All things old China - books, anecdotes, stories, podcasts, factoids & ramblings from the author Paul French

Thoughts on Two Re-reads – Coates and Benson

Posted: July 26th, 2024 | No Comments »

A couple of reeeads this week….

I’d forgotten how much I rather like Austin Coates’s The Road from 1959. 1950s novels are always much more overtly sexual than you expect. Coates was a District Officer in Hong Kong with a wry eye and a deft pen. And so his comic novel of 1950s manners includes an attempt to build a road on an outlying island, a rather over-focused official, his scandalous novelist wife, the crooks on the island, a dodgy temporary Governor, a host of venal civil servants, wealthy bit vacuous mid-levels types, dopey academics and an hilarious scene at a British Council event (as all British Council events are rather doomed to be ridiculous) is on the money. Plus ca change – Nothing changes, everything changes.
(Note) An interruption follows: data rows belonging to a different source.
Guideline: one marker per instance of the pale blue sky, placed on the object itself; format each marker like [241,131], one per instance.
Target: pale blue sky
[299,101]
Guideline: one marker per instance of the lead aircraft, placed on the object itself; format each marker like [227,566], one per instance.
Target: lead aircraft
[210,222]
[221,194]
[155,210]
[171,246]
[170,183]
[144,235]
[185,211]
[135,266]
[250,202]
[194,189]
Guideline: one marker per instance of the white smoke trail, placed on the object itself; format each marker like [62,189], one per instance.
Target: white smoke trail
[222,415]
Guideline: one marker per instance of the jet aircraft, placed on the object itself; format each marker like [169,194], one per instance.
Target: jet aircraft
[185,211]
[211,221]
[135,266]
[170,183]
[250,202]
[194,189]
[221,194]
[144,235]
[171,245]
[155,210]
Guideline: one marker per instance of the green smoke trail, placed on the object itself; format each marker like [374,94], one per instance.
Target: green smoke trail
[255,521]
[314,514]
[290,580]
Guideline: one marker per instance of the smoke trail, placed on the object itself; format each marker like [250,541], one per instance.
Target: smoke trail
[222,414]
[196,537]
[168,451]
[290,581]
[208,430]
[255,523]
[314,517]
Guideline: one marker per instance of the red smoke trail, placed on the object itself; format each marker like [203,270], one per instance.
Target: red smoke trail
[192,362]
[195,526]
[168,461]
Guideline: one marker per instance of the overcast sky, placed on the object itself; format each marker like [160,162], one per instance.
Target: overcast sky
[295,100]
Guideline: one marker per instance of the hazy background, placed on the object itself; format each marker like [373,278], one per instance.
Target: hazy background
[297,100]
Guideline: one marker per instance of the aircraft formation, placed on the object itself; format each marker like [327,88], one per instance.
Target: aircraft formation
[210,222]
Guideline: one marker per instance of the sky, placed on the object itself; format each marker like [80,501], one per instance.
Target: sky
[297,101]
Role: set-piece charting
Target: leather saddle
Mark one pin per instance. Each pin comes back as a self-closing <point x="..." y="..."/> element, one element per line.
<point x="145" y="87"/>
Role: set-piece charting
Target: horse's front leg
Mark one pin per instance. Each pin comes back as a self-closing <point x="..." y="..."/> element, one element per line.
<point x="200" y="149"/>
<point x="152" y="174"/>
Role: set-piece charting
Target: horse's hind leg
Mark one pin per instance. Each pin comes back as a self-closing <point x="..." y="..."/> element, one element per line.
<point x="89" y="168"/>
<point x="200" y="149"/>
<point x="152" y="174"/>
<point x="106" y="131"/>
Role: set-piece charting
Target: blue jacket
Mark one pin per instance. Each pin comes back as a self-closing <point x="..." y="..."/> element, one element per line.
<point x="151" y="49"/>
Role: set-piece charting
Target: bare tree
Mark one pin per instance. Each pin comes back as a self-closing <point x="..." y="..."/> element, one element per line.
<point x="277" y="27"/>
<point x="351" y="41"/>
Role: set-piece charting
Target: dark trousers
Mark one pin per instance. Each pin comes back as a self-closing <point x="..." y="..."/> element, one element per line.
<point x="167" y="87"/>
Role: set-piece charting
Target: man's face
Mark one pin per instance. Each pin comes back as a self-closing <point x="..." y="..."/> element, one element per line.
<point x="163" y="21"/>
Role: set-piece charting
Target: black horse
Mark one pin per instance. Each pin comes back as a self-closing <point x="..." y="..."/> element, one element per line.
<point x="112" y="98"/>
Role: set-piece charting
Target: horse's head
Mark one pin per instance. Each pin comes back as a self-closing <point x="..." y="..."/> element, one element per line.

A charming period piece still.

Stella Benson was worshiped in her day (the 1920s) though, i think, it’s a little hard to see why nowadays. But interestingly she lived in many obscure treaty ports (wife of a customs officer) and Hong Kong while being feted in far off literary London and occasionally visiting to escape backwater Pakhoi or Nanning and swan around Bloomsbury. She lacks the light gossipy touch of an Ann Bridge or the insider knowledge of a Nora Waln – both slightly later contemporaries in China – and rather overwrites her scenes. Still, The Poor Man, a tale of a failing man who drinks a bit much and eventually ends up in China has some nice Peking and Chungking scenes – places she knew well.